Un autor, George Packer, ha calificado la situación como desmoronamiento. Por aquí algo sabemos de eso porque desmoronamiento es sinónimo de desastre, que fue el calificativo que recibió la derrota de Annual, la  última aventura imperial española, con las bien sabidas consecuencias domésticas. De alguna manera, aquella derrota empujó los acontecimientos hacia la guerra civil, una hipótesis que ya se maneja entre analistas estadounidenses. El desastre de Kabul no es el único factor de malestar en la metrópoli del imperio, también hay que contar con un sentimiento de debilidad o impotencia ante las agresiones de la naturaleza, llamémoslas así: la pandemia o los efectos del cambio climático. Cuando estos factores se conciertan, el bípedo implume se ve asaltado por un desasosegante sentimiento de desnudez y vulnerabilidad. Se vuelve primitivo y propenso a las bravuconadas. Una bravuconada desmedida y suicida es, por ejemplo, devastar la Amazonía, como ha hecho don Bolsonaro.
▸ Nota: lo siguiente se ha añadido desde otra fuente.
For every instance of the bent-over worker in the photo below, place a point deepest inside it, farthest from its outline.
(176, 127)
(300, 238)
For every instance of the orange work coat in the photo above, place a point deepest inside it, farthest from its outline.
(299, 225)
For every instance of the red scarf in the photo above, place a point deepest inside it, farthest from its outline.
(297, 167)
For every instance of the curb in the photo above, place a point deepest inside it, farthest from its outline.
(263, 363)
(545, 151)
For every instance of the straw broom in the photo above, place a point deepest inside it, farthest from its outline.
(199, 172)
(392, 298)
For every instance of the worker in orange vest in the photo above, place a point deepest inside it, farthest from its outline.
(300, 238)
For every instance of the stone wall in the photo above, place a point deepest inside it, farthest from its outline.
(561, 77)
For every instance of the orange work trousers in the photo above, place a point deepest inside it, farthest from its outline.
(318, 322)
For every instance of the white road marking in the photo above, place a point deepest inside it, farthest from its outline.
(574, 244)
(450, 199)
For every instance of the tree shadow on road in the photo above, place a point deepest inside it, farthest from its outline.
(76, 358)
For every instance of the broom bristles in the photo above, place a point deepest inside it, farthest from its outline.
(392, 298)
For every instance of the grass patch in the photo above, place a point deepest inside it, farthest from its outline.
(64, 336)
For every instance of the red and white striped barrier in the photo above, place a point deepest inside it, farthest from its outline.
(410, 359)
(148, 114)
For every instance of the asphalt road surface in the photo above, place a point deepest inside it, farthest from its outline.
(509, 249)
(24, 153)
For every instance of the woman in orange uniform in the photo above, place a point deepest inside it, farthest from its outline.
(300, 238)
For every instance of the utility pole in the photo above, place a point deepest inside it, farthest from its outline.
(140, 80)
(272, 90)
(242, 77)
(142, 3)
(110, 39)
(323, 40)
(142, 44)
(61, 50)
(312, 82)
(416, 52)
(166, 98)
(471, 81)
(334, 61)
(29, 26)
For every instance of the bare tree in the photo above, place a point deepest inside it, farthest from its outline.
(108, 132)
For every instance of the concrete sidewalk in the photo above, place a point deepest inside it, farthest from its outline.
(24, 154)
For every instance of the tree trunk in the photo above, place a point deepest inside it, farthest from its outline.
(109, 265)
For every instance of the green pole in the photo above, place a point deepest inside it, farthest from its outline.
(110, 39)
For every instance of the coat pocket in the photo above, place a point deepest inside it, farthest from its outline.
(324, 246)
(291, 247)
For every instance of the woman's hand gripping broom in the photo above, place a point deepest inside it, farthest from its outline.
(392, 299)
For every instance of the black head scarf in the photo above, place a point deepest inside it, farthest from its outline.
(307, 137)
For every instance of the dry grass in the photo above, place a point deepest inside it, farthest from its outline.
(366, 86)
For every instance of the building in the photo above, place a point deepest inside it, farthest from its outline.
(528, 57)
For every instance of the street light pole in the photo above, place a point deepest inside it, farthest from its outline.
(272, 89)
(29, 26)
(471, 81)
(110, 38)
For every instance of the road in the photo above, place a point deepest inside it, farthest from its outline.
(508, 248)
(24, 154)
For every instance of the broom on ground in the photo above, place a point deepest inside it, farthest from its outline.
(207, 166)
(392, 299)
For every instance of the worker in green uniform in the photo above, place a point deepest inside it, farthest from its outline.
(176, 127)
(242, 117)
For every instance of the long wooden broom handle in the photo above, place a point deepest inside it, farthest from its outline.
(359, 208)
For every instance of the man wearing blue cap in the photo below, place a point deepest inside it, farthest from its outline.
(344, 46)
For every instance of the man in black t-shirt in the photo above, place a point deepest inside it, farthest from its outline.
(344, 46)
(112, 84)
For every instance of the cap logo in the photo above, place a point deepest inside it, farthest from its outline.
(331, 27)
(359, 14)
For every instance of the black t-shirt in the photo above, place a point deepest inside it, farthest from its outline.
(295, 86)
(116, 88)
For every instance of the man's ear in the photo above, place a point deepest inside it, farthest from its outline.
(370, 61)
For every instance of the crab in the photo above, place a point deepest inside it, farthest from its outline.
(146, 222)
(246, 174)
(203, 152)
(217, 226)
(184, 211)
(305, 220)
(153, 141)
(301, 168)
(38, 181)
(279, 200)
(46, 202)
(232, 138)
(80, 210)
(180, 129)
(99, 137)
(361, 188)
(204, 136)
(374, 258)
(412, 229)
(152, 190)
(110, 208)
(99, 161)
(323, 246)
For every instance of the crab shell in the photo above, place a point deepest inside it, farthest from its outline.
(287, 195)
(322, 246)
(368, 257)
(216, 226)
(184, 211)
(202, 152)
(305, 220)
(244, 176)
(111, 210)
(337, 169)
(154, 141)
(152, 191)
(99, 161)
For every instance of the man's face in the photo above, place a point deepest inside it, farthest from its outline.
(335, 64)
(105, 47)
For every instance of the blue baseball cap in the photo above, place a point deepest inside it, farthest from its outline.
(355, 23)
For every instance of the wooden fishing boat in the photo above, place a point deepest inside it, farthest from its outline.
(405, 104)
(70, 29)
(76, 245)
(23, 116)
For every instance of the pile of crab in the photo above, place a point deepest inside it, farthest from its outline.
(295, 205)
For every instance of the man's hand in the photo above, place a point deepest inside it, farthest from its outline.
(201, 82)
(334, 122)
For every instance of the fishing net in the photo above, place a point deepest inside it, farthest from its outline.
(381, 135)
Al otro lado de estos titubeos e incertidumbres está el trumpismo, que ha venido para quedarse. Es el único referente de los republicanos que han conquistado Virginia y ya sabemos que no es una fiebre pasajera sino una peligrosa mezcla de miedo, resentimiento y brutalidad. Las democracias liberales están interpeladas por desafíos que, en alguna medida, han sido provocados por la arrogancia y el voluntarismo de las propias democracias. No debe ser una casualidad que el antaño llamado mundo libre este presidido por un anciano y que sus némesis, Rusia y China, no hayan asistido a la cumbre del clima en Glasgow. El mensaje es claro: los ausentes viven en otro planeta.